SOC 2 Processing Integrity (PI1.1–PI1.5) explained — who needs it, what the five criteria require, and the evidence auditors collect for payment and data processing companies.

Key Takeaways
  • Processing Integrity has five criteria (PI1.1–PI1.5) covering complete, valid, accurate, timely, and authorized processing.
  • This TSC is most relevant for payment processors, ETL pipelines, financial reporting systems, and data transformation platforms.
  • Most pure SaaS application companies do not need Processing Integrity — delegation to Stripe covers payment processing.
  • PI1.2 (input completeness/accuracy) and PI1.3 (processing accuracy) require code-level data validation controls audited via PR review.
  • Reconciliation reports and error logging are the primary operational evidence for Processing Integrity.

Who Needs Processing Integrity

The Processing Integrity TSC addresses whether your system processes data completely, accurately, validly, in a timely manner, and only as authorized. It is relevant when incorrect or incomplete processing would directly harm customers or violate contractual commitments about data accuracy.

Primary use cases: payment processors where a missed transaction or duplicate charge has direct financial consequences; ETL pipeline companies where incorrect data transformation produces inaccurate analytics for customers; financial reporting platforms where calculation errors could cause compliance violations; and data synchronization services where data loss between systems is a critical failure mode.

Most pure SaaS application companies using Stripe for payment processing do not need to add Processing Integrity to scope. Stripe's SOC 2 report covers the payment processing controls. If your application simply calls Stripe's API and records the result, you are not "processing" payments in the sense PI1 evaluates. If you build custom billing logic, recurring payment orchestration, or financial calculations on top of a payment provider, you may have PI1 exposure.

PI1.1 and PI1.2: Inputs and Processing Objectives

PI1.1 requires that the entity defines processing specifications and objectives. Evidence: processing specification documentation describing what the system is designed to do, including data formats, processing rules, and expected outputs; SLA documentation covering processing timeliness commitments; architecture documentation showing data flow from input to output.

PI1.2 requires that inputs are complete and accurate before processing. Evidence: input validation code (reviewed via PR records); error handling for invalid inputs (test records showing invalid inputs are rejected); data completeness checks at ingestion points; rejection logs showing invalid inputs were caught and not processed; reconciliation records comparing input record counts to processed record counts.

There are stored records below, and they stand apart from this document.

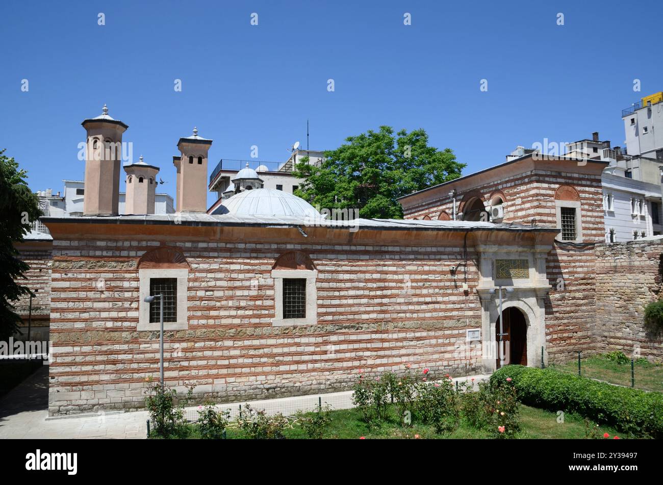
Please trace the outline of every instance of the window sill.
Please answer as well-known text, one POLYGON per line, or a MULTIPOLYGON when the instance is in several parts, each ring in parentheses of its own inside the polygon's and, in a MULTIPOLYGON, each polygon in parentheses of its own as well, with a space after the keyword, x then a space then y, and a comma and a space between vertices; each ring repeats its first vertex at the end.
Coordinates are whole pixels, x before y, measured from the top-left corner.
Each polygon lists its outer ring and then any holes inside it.
POLYGON ((297 327, 298 325, 314 325, 317 323, 315 318, 272 318, 273 327, 297 327))
MULTIPOLYGON (((174 321, 174 322, 164 322, 164 331, 169 331, 170 330, 188 330, 189 328, 189 324, 187 321, 174 321)), ((161 324, 159 322, 154 322, 154 323, 139 323, 136 326, 136 331, 138 332, 154 332, 159 331, 161 329, 161 324)))

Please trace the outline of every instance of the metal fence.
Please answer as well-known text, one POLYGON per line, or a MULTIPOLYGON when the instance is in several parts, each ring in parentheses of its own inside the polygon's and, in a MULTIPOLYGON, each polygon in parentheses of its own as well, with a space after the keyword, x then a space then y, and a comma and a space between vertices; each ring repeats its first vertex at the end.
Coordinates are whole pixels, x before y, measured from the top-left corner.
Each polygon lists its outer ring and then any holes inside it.
MULTIPOLYGON (((546 365, 542 364, 541 366, 546 365)), ((650 362, 644 358, 629 358, 623 354, 619 358, 613 354, 585 356, 578 352, 575 358, 548 366, 560 372, 615 386, 663 392, 663 365, 650 362)))

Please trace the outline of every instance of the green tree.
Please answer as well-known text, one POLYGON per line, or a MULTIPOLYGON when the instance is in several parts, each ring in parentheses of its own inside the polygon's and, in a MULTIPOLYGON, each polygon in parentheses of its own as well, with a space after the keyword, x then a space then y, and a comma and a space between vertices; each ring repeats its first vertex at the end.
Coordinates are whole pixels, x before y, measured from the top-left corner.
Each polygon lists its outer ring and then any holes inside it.
POLYGON ((10 302, 30 294, 17 282, 28 265, 19 259, 14 243, 23 241, 30 223, 41 215, 36 195, 25 183, 26 172, 0 150, 0 341, 7 341, 18 329, 21 317, 10 302))
POLYGON ((465 166, 450 148, 429 146, 422 129, 394 136, 383 126, 345 141, 319 166, 308 157, 295 166, 293 175, 304 180, 297 195, 322 208, 359 209, 361 217, 402 219, 398 197, 457 178, 465 166))

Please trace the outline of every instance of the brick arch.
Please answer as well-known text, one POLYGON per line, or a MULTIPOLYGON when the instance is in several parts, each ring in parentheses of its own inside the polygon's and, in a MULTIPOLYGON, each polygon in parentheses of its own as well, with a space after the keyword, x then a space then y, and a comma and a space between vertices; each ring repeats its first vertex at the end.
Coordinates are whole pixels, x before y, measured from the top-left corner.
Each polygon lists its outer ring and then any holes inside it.
POLYGON ((580 194, 572 186, 560 186, 555 191, 555 200, 573 200, 579 202, 580 194))
POLYGON ((279 256, 272 266, 272 270, 310 270, 314 271, 313 261, 300 251, 290 251, 279 256))
POLYGON ((452 217, 449 215, 449 213, 446 211, 442 211, 440 213, 440 215, 438 216, 438 221, 451 221, 452 217))
POLYGON ((463 199, 461 200, 460 203, 458 205, 458 212, 465 212, 465 206, 468 202, 471 201, 473 199, 480 199, 481 202, 485 204, 486 199, 483 197, 483 194, 479 191, 477 189, 474 189, 470 190, 469 192, 466 193, 463 195, 463 199))
POLYGON ((490 196, 488 197, 488 200, 492 201, 493 199, 495 199, 496 197, 499 197, 500 199, 501 199, 503 202, 507 201, 507 196, 505 195, 504 192, 503 192, 499 189, 494 191, 493 193, 491 193, 490 196))
POLYGON ((189 263, 182 252, 176 248, 163 246, 148 251, 138 260, 139 268, 188 268, 189 263))

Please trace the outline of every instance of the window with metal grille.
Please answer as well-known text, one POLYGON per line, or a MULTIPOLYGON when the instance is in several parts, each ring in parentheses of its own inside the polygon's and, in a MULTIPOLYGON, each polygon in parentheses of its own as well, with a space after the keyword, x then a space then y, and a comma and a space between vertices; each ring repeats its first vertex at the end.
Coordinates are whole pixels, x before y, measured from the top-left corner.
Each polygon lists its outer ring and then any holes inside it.
MULTIPOLYGON (((177 278, 151 278, 150 295, 162 294, 164 299, 164 322, 177 321, 177 278)), ((150 323, 158 323, 160 317, 158 298, 150 303, 150 323)))
POLYGON ((575 240, 575 208, 562 207, 562 241, 575 240))
POLYGON ((306 280, 283 278, 283 318, 306 317, 306 280))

PI1.3 and PI1.4: Output Completeness and Delivery

PI1.3 requires that system processing is complete, accurate, and timely. Evidence: processing output reconciliation reports (input count = output count with documented variance handling); error rate monitoring dashboards with alerting on threshold exceedances; audit trails showing processing steps and timestamps; sampling records from auditor re-performance of processing logic.

PI1.4 requires that outputs are complete and delivered to authorized recipients. Evidence: output delivery confirmation logs; access controls on output data ensuring only authorized parties receive outputs; delivery SLA tracking and alerting; records of output error notifications and remediation when delivery failed.

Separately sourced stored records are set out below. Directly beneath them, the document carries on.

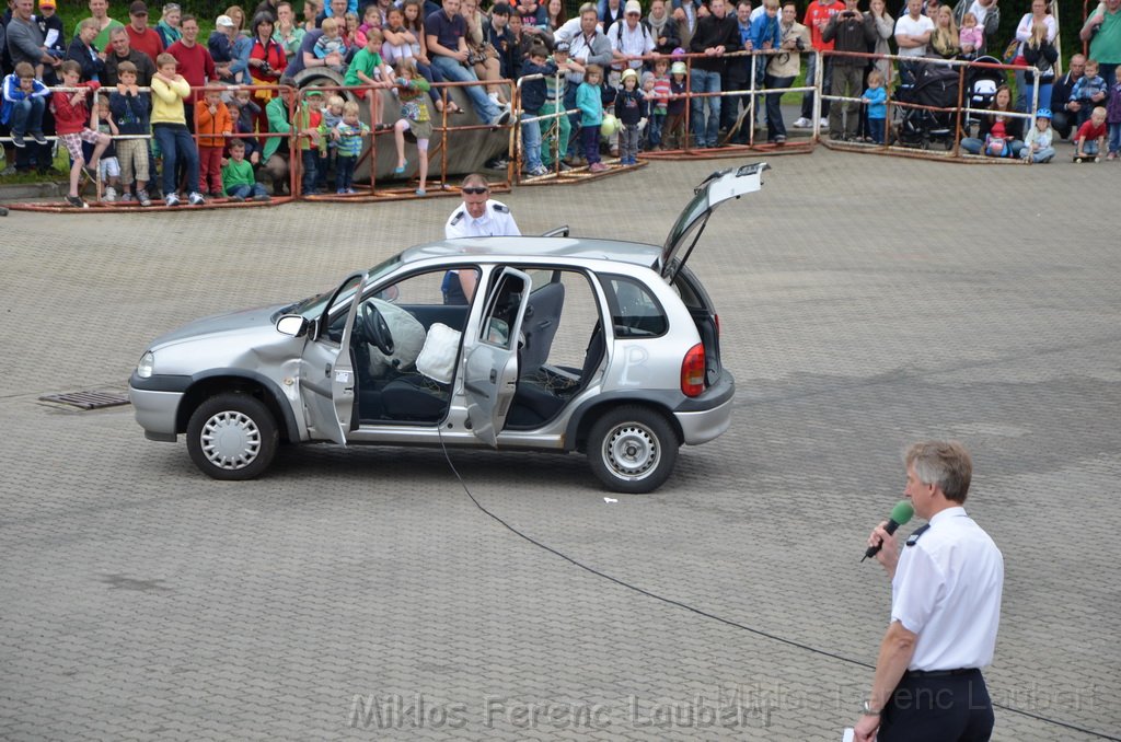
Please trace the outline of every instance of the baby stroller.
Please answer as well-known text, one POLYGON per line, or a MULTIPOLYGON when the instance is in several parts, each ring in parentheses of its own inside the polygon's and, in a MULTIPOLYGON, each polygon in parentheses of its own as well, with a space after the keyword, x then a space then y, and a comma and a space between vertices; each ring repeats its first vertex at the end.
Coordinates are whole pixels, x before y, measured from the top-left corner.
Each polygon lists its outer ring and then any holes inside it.
MULTIPOLYGON (((958 73, 956 67, 923 64, 915 71, 915 83, 900 85, 896 100, 932 108, 949 109, 957 105, 958 73)), ((896 106, 893 133, 906 147, 929 149, 932 142, 942 142, 946 149, 954 146, 953 111, 928 111, 896 106)))
MULTIPOLYGON (((979 57, 976 62, 985 64, 1000 64, 997 57, 979 57)), ((973 126, 980 124, 980 111, 992 106, 992 99, 997 96, 997 89, 1008 84, 1008 75, 1003 69, 994 67, 970 67, 965 71, 965 86, 969 93, 965 105, 969 111, 962 127, 966 137, 973 136, 973 126)))

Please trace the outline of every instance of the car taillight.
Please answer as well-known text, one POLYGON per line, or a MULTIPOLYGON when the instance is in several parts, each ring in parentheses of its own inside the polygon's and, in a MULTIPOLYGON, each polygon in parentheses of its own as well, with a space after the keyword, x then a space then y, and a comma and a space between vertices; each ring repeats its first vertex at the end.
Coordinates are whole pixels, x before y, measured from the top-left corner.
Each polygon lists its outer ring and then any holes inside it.
POLYGON ((704 391, 704 345, 697 343, 682 360, 682 393, 696 397, 704 391))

PI1.5: Stored Data Completeness

PI1.5 requires that stored data remains complete and accurate and is available for retrieval as committed. This criterion addresses data integrity at rest — ensuring that stored records haven't been corrupted, truncated, or lost since they were written.

Evidence: database integrity check processes (automated consistency checks, foreign key constraint reporting); backup validation records showing backup data can be successfully restored and is complete; data checksum or hash verification processes for critical data sets; monitoring alerts for database replication lag or consistency failures.

PI1.5 is frequently evidenced by backup test records (which are also A1.3 evidence). A company with a robust backup and restoration testing program has most of the PI1.5 evidence already available.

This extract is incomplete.